Earnings Report /

Kohinoor Textile Mills: 4QFY21 review – earnings beat due to lower-than-expected Opex

  • KTML posted an unconsolidated EPS of PKR3.56 in 4Q, beating our expectations amid lower Opex, and a final DPS of PKR1.0

  • GMs remained flattish qoq, where higher Spinning margins may have been offset by lower Home Textile margins, in our view

  • We reiterate our Buy stance on KTML with a June 2022 TP of PKR145/sh

Intermarket Securities
16 August 2021

Kohinoor Textile Mills Ltd (KTML) has reported an unconsolidated NPAT of PKR1.1bn for 4QFY21 (EPS: PKR3.56), up 56% qoq and a big jump from an EPS of PKR0.19 in SPLY. This takes FY21 NPAT to PKR2.8bn (EPS: PKR9.21). The 4Q result is better than our expected EPS of PKR2.30, where the deviation stems from lower-than-expected Opex. KTML announced a final DPS of PKR1.0/sh, against our expectation of PKR2.0/sh, taking FY21 payout to PKR2.0/sh.

Key highlights from 4QFY21 result:

  • Revenue has clocked in at PKR8.3bn, up c.10% qoq, broadly in line with our expectation, where we suspect higher sales of the Spinning (both local and export sales of yarn) and Home Textile segments. Recall that Pakistan's exports grew c.5% qoq, despite the reduced working hours due to Ramadan. We highlight that the Spinning segment contributed c.50% of KTML's revenue in 3Q (likely same in 4Q).

  • Gross margins remained flattish qoq at c.22%, broadly in line with our expectations. This can be attributed to a sequential decline in Home Textile margins amid rising input costs, where we highlight a c.2% qoq rise in global cotton prices.
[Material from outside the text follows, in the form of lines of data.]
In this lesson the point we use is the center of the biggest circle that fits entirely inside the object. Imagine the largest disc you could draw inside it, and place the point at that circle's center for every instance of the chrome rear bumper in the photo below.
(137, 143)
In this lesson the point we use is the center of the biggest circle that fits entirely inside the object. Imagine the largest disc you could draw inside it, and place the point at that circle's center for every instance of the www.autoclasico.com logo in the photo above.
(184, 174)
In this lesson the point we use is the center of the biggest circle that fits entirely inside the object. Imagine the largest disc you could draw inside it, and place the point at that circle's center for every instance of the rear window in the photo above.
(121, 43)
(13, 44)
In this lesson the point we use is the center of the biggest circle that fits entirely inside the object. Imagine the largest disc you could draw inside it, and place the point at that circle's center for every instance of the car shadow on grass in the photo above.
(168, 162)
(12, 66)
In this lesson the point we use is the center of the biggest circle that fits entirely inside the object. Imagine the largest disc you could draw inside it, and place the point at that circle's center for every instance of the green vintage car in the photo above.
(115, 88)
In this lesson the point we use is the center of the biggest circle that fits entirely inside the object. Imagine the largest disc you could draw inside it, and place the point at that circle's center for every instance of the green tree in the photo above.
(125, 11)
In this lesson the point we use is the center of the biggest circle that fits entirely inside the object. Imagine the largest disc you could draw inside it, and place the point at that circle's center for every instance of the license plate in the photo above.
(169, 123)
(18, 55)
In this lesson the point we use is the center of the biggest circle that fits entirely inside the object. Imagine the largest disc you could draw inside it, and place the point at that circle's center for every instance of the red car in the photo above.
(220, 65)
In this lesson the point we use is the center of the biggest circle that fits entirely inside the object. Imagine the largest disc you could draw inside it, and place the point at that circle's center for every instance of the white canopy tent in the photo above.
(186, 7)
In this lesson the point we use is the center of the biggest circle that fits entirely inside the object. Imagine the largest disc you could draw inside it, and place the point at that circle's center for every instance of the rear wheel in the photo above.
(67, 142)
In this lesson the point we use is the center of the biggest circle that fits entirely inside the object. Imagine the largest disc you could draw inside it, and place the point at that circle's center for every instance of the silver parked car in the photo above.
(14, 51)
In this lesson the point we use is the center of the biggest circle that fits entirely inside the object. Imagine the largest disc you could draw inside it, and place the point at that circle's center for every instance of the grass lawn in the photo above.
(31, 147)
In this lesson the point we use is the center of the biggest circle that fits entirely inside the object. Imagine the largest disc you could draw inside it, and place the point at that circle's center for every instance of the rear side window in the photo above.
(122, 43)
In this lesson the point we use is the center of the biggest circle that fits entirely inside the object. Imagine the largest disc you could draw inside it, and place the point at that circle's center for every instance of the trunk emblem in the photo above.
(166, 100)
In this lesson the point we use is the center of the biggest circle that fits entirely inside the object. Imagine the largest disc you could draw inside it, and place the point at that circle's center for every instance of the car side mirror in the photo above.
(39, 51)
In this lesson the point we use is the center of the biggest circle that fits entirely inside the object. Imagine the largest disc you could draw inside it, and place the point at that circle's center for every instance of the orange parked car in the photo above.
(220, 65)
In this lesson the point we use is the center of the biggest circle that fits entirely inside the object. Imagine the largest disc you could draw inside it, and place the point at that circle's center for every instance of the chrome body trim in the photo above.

We expect that margins in the Home Textile segment will improve in the coming quarters, due to increase in US$ selling prices and recent PKR/USD depreciation.

  • Distribution/Admin expenses are down 8%/3% qoq. The decrease, despite an increase in sales, may be due to lower freight and commission costs, in our view. We await annual accounts for further clarity.

  • Finance costs declined 7% qoq to PKR156mn, likely due to improved receivable collection and higher revenues, resulting in a decline in borrowings, in our view. Effective tax rate clocked in at 13% compared with 26% last quarter, potentially due to an increase in exports-to-sales ratio. ETR in FY21 clocked in at 19%. 

This is a strong result from KTML, where we expect the robust sales momentum to continue into FY22, on the back of strong orders backlog and cotton inventory until 3QFY22. Margins are likely to improve amid pass-on of input costs to consumers, as cotton prices now hover close to US¢100/lb (up 46% yoy). Upon the approval of the highly anticipated Textile Policy, the present growth momentum is likely to sustain, in our view, where the US-China trade rift, resurgence of Covid-19 cases in competing countries and gradual lifting of restrictions in the West also improve prospects for Pakistan's textile exports.

We, therefore, reiterate our Buy stance on KTML (June 2022 TP of PKR145/sh).